Just like our skin and hair, the condition of a dogs skin and coat are a reflection of their overall health.

  • Are there dry patches, flaky spots or areas of irritation?
  • Your dog's coat should be clean, shiny and smooth

7. Paws and nails

Your dog/ puppy's pads should be smooth, without cracks. If they are very dry invest in a paw balm to help moisturise them. Winter can take its toll on our dogs pads so make sure to rinse them off after walking on gritted pavements, and dab dry. See our DIY PAD Balm recipe.

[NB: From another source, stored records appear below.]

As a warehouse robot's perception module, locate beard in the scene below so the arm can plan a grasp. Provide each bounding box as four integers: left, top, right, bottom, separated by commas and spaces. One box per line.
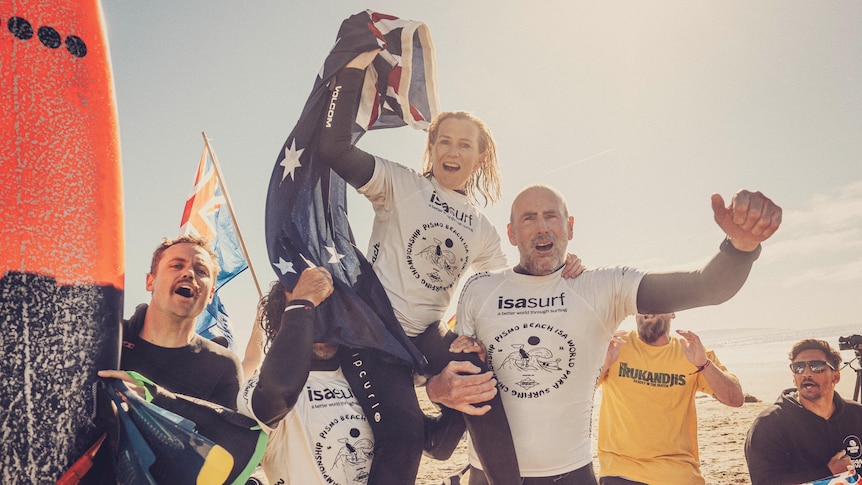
638, 317, 670, 344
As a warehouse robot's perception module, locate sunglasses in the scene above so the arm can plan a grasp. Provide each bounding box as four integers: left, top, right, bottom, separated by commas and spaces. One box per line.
790, 360, 835, 374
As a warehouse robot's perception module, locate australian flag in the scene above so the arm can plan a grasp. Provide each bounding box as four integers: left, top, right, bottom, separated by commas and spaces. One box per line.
180, 146, 248, 350
266, 11, 439, 368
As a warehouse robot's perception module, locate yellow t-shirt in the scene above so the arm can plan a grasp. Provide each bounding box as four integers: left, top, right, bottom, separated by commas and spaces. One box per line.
598, 330, 726, 485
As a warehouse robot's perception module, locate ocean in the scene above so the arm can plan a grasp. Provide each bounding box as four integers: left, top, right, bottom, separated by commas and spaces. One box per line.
695, 324, 862, 402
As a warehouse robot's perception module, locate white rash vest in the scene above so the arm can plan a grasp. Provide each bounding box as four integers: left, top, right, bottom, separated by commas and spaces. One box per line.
455, 267, 644, 477
359, 157, 506, 337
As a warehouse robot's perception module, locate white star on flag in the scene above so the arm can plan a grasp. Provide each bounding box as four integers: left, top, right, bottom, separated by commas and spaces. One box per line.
279, 140, 305, 182
272, 258, 296, 274
324, 246, 344, 264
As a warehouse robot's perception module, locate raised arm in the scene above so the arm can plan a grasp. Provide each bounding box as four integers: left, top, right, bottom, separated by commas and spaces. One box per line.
318, 51, 378, 188
637, 190, 781, 313
676, 330, 745, 408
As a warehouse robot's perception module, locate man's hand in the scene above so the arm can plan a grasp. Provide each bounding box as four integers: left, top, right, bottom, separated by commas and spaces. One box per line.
449, 335, 488, 362
560, 253, 587, 280
99, 370, 147, 400
344, 49, 380, 69
425, 361, 497, 416
826, 450, 853, 475
599, 330, 628, 381
676, 330, 706, 367
291, 266, 332, 306
712, 190, 782, 252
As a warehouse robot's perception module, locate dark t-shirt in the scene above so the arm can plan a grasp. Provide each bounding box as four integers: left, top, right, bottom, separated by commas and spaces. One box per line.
120, 305, 242, 409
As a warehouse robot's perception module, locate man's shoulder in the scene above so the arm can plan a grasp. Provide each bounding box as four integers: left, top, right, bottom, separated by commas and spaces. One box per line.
190, 334, 239, 362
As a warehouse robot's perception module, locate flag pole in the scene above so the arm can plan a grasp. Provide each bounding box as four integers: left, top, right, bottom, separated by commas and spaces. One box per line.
201, 131, 263, 298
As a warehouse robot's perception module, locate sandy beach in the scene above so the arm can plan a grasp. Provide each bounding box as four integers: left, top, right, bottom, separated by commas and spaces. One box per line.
416, 395, 771, 485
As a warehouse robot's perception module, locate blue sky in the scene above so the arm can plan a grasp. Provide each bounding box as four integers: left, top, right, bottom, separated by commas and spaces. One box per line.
103, 0, 862, 358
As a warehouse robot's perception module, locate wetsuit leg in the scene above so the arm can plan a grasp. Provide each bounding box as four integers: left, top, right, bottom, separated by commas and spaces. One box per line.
413, 322, 521, 485
339, 347, 424, 485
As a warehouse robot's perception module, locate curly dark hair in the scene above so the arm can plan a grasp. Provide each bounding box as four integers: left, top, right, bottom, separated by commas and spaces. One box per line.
257, 280, 287, 350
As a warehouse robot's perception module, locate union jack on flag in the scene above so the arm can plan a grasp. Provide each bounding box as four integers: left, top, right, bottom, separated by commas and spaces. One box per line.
180, 146, 248, 349
266, 10, 439, 368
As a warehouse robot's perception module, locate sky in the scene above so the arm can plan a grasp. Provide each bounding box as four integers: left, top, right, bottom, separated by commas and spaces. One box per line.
103, 0, 862, 358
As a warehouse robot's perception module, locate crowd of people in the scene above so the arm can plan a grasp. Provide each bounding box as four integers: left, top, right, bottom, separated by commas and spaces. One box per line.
72, 18, 862, 485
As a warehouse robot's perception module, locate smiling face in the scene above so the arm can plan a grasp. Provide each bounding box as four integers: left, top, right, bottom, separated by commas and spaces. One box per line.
507, 186, 574, 275
430, 118, 484, 191
147, 243, 216, 319
793, 349, 841, 407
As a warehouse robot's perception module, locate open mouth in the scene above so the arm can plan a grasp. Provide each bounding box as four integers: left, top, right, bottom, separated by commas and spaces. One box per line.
536, 241, 554, 251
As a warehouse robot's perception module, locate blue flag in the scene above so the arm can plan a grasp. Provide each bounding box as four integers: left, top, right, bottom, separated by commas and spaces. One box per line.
266, 11, 439, 368
180, 146, 248, 350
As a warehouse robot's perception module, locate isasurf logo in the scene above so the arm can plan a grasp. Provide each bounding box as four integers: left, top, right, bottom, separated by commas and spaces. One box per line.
488, 322, 578, 399
312, 413, 374, 484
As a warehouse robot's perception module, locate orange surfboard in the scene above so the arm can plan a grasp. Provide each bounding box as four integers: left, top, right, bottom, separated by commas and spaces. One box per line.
0, 0, 125, 483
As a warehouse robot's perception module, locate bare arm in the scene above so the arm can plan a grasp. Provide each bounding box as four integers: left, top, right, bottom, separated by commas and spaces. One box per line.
637, 190, 782, 313
676, 330, 745, 408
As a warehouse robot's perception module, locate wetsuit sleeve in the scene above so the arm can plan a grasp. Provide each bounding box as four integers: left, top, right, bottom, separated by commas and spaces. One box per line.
637, 239, 761, 313
318, 68, 374, 189
209, 353, 242, 409
251, 301, 315, 428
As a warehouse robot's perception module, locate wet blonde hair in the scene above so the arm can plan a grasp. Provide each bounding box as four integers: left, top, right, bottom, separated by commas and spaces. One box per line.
422, 111, 500, 206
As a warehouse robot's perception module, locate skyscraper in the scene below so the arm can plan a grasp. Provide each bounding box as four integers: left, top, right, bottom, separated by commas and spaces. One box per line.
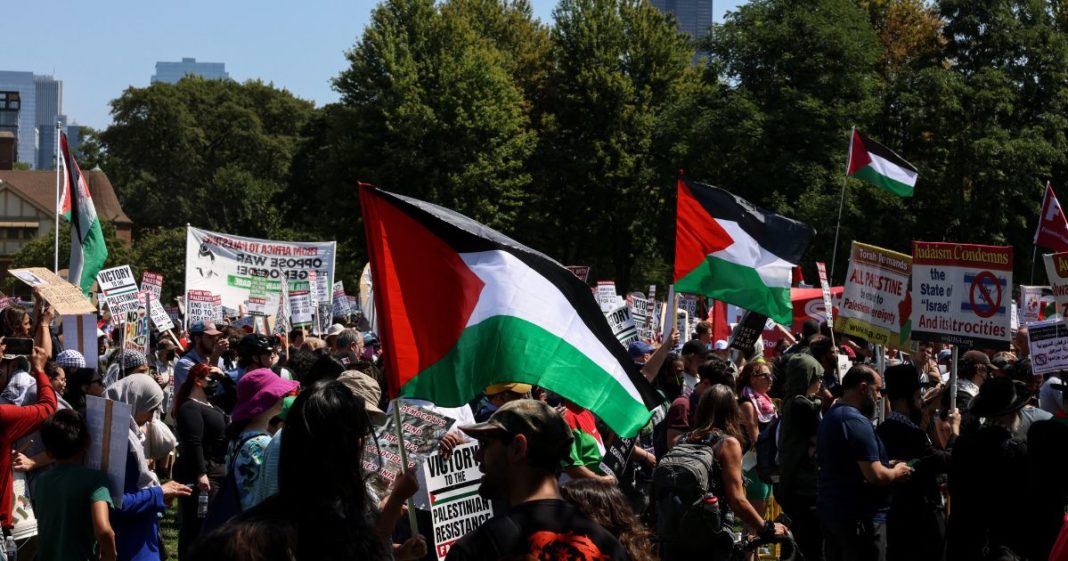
152, 58, 230, 83
651, 0, 712, 38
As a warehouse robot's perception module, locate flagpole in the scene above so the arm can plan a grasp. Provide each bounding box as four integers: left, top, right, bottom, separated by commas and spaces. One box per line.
52, 119, 62, 275
828, 126, 857, 282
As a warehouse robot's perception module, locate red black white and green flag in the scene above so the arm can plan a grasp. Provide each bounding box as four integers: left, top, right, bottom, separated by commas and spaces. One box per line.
360, 186, 659, 437
846, 129, 920, 197
675, 177, 816, 325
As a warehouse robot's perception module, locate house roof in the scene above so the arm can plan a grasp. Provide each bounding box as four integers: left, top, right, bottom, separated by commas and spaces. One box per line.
0, 170, 134, 224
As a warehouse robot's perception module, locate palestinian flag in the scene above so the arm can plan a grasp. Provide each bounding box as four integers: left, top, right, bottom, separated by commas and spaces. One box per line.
60, 133, 108, 296
675, 177, 816, 325
846, 129, 920, 197
360, 185, 659, 436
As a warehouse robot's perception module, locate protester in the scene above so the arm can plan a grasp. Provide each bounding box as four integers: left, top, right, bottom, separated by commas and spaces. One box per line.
816, 364, 912, 561
474, 384, 532, 423
106, 375, 192, 561
445, 400, 629, 561
174, 322, 230, 388
773, 353, 823, 561
174, 363, 226, 559
190, 378, 395, 561
226, 369, 299, 511
33, 409, 116, 561
876, 364, 960, 561
738, 360, 779, 513
947, 374, 1031, 561
560, 479, 658, 561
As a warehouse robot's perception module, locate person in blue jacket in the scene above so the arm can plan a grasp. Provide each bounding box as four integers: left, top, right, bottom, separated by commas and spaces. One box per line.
106, 374, 192, 561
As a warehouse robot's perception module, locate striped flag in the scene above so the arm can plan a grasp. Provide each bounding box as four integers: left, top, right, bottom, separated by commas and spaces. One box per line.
59, 133, 108, 296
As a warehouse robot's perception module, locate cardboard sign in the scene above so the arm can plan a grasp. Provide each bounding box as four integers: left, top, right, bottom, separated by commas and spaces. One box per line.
363, 402, 456, 506
289, 291, 312, 325
423, 442, 493, 561
96, 265, 141, 325
567, 265, 590, 282
7, 267, 96, 315
604, 305, 638, 346
911, 241, 1012, 349
186, 291, 216, 327
1027, 317, 1068, 375
186, 227, 337, 309
838, 241, 912, 348
727, 310, 768, 355
85, 395, 132, 509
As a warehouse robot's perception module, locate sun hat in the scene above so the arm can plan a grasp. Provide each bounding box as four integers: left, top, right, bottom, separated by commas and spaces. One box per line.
231, 369, 300, 421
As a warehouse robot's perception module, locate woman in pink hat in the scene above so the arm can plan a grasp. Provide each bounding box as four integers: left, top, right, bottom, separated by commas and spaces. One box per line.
226, 369, 300, 511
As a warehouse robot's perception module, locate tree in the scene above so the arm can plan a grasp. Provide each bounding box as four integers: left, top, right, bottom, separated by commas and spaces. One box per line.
100, 77, 313, 237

  • Nails should be smooth and kept cut to the appropriate length for your dog.
  • Check the dew claws. These are on the inside leg just above the paw. Make sure they are not too long and curled around and digging into your dog's skin. Not all dogs have dew claws so check that out first!
  • Check in-between your dogs toes on the top of their paws and the underside. Make sure there are no red patched, grass seeds or any other debris in them. If you notice your dog licking or chewing their paws have a close look - they could have been stung, have something stuck or it can also be a sign that they are in pain.

Now that you know what to be looking out for make giving your dog a health check a weekly thing. Keep a wee note of any changes and if you are at all concerned by anything you see call your vet straight away.